We think that the whole issue of local content regulation has to be looked at in a considered fashion. We need to be seeing a package. Ultimately, it is actually in the broadcasters' long-term interest to invest in new locally produced drama and children's television, because those are their major points of differentiation in the converged market. Other providers will continue to screen overseas content and sport—of course—but the only way the local broadcasters can ultimately secure their relevance is to produce local drama and children's television.

There are additional, related issues. There are the anti-siphoning rules I referred to earlier. There is the issue of audio description services for the visually impaired, which currently do not exist as a regular feature of free-to-air TV in Australia. And there is the huge issue of community broadcasting, which the Turnbull government seems determined to kill off, mainly because the Prime Minister seems determined to speak only to the big commercial broadcasters and therefore keep himself wilfully ignorant of the real issues.

As legislators and regulators we have a real responsibility to make sure that regulation is, as much as possible, in the long-term interests of everyone along the value chain of Australian TV and radio production, including broadcasters, content producers and viewers.
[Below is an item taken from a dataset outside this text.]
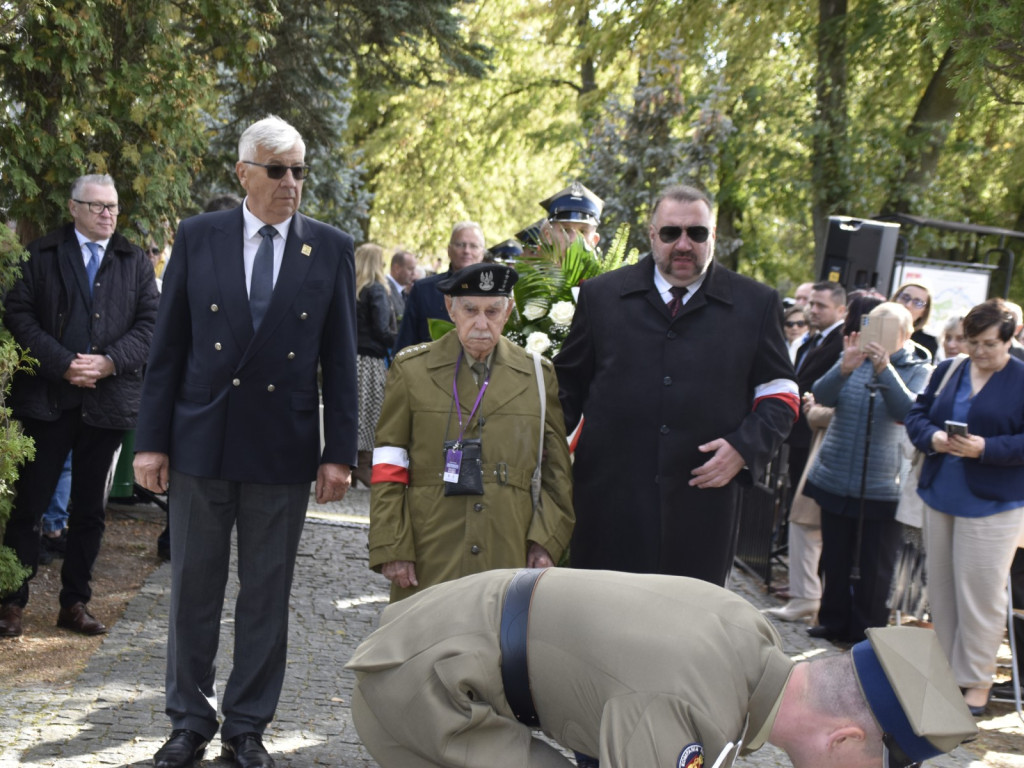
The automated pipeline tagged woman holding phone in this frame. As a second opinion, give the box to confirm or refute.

The government has flagged a content review, but we have not seen the details about when and how that will work. I look forward to hearing some clarification about that from the minister.

What we do not understand is why the government would effectively be giving away its major bargaining chip with the broadcasters, which is the substantial cut in the licence fee. You would not give it away for nothing. Surely the more sensible thing to do would be to withhold that cut and to defer this legislation, at least until a substantial content review has been conducted, perhaps in the form of an independent or parliamentary inquiry. As it is, this bill does not begin to address the core issues facing the broader industry. The ultimate policy goal should be to improve the quality of locally produced content, especially news and current affairs, drama and, a passion of mine, children's TV.

All this bill will do is effectively gift around $163 million to the commercial broadcasters without requiring anything in return. I must say, I would not want the government negotiating on my behalf, if this is the kind of deal they stump up. There must at least be consideration given to the view that out of $163.6 million some, or at least a substantial portion, of it could be reinvested in some way to create locally produced drama and children's television, in particular. We know that is where there is a need. We also know that we need increased audio description services for the visually impaired. It is also a complete mystery to me as to why a portion of this money could not go towards the maintenance of the immensely valuable community broadcasting sector. We know they need help and they need support. To that end, the Greens will be moving our own amendment. I foreshadow that now. It has been circulated in the chamber.

What this bill appears to be is a bandaid response to some aggressive lobbying by the commercial broadcasters. I am sorry to say it is not good policy, at least at this time and at least while it is separated from any broader industry considerations. We would be more than happy to consider these broader issues with the discussion of a review of content and the desire for more locally produced content. We urge the government: do not hand over your bargaining chips for free. I move:

At the end of the motion, add:

", but the Senate notes the savings for the commercial free-to-air television broadcasters resulting from the reduced licence fees and is of the opinion that those savings should be reinvested into Australian produced drama and children's television and increased audio description services for the visually impaired, including trial programs by each channel.".